Angiogram of the basilar artery Case 5. A) Pretreatment, showing the BA tip aneurysm. B) Post-treatment, showing complete occlusion.

Discussion

Piecemeal Technique Compared to Standard Technique

In the standard technique, the tip of a microcatheter is placed in the center of an aneurysm. Then, a frame is made within the aneurysm using a coil as large as the aneurysm. Subsequently, coils of incrementally decreased size are introduced within the frame to fill the aneurysmal lumen.

In the "piecemeal technique" used in this series, a tip of a microcatheter is placed deeply in the dome, and an initial coil is compacted into the bottom of the aneurysm. The next coil is compacted proximal to the former coil. This method is repeated until dense packing is achieved.

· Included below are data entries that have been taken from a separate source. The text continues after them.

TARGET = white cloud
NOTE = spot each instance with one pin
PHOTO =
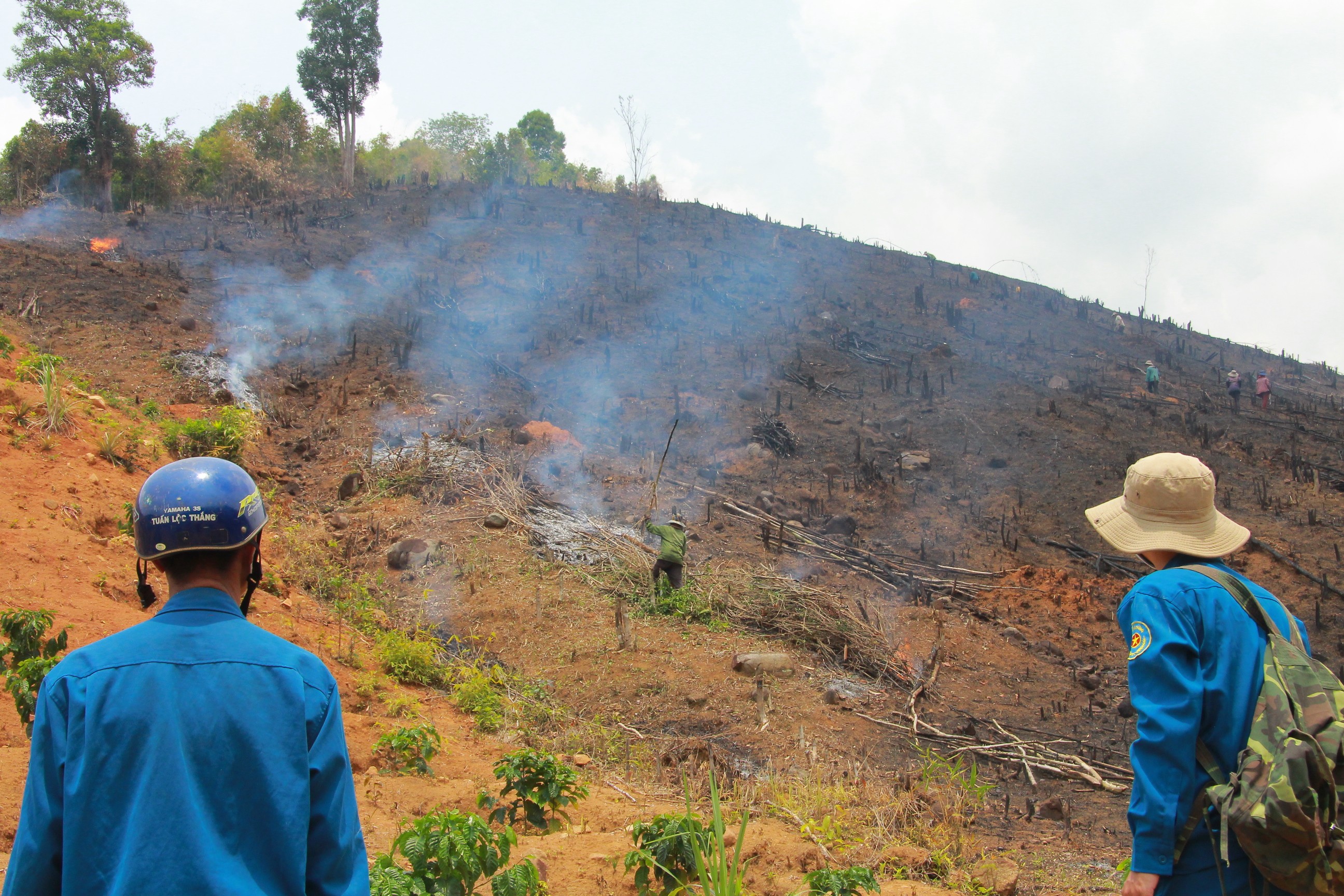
(1072, 136)
(15, 112)
(382, 116)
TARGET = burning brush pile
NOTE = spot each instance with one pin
(223, 381)
(616, 561)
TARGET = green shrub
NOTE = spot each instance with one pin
(542, 788)
(31, 657)
(402, 706)
(718, 875)
(450, 852)
(684, 602)
(30, 369)
(842, 881)
(663, 851)
(478, 696)
(409, 749)
(225, 435)
(409, 659)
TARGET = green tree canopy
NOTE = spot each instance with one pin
(339, 69)
(31, 158)
(542, 137)
(72, 58)
(456, 132)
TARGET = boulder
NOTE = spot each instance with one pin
(998, 875)
(350, 485)
(916, 461)
(841, 524)
(412, 554)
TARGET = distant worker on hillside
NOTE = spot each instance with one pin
(1198, 638)
(673, 551)
(1263, 389)
(1234, 390)
(192, 753)
(1152, 376)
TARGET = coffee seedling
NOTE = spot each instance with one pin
(542, 788)
(409, 749)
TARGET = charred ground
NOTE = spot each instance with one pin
(459, 313)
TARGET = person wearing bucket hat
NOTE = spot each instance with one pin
(1195, 669)
(192, 753)
(1234, 390)
(671, 551)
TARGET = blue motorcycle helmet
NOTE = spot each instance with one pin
(197, 504)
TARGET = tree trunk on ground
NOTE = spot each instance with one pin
(624, 626)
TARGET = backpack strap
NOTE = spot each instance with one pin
(1249, 602)
(1209, 762)
(1256, 610)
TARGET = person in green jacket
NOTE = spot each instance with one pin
(1152, 376)
(673, 554)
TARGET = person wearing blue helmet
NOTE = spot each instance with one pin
(192, 753)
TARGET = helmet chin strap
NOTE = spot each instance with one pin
(147, 592)
(143, 589)
(253, 579)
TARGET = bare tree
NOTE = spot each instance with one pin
(637, 153)
(637, 140)
(1148, 276)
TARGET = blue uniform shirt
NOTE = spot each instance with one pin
(190, 754)
(1195, 672)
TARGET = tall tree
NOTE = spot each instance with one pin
(341, 69)
(542, 137)
(73, 55)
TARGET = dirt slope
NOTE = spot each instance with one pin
(475, 312)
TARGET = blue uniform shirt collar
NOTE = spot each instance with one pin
(209, 599)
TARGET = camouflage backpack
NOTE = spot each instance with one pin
(1283, 802)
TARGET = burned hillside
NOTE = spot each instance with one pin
(895, 442)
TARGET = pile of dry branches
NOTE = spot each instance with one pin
(819, 620)
(1007, 747)
(775, 435)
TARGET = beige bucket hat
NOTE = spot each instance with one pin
(1168, 506)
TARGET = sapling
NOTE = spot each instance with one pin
(451, 852)
(842, 881)
(30, 657)
(542, 788)
(409, 749)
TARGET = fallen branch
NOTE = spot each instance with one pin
(1032, 755)
(1084, 554)
(1284, 559)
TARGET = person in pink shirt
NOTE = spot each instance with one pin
(1263, 389)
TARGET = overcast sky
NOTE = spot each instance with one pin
(1054, 142)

Advantages of the Piecemeal Technique Using Ultrasoft Coils

For small, irregular-shaped, and ruptured aneurysms less than 4.0 mm, GDC-10 soft coils are too rigid to fit into an aneurysm and have a risk of rupture because of stress to the aneurysmal wall. Conversely, GDC-10 ultrasoft coils are about 1.5 times softer than GDC-10 soft coils; thus, facilitating compaction into an aneurysm with minimum stress.

Moreover, in a silicone sidewall aneurysm model, a 40% packing ratio (volume of coils/aneurysm volume) was achieved, solely using ultrasoft coils, compared to a 33% packing ratio with a combination of GDC-10 standard, GDC-10 soft, and GDC-10 ultrasoft coil3,4. Therefore, the safe and thorough embolization of small aneurysms can be accomplished with the sole use of ultrasoft coils.

Conclusions

In this series, we embolized small aneurysms safely and thoroughly with the sole use of ultrasoft coils. Ultrasoft coils were found to be useful for the "piecemeal technique".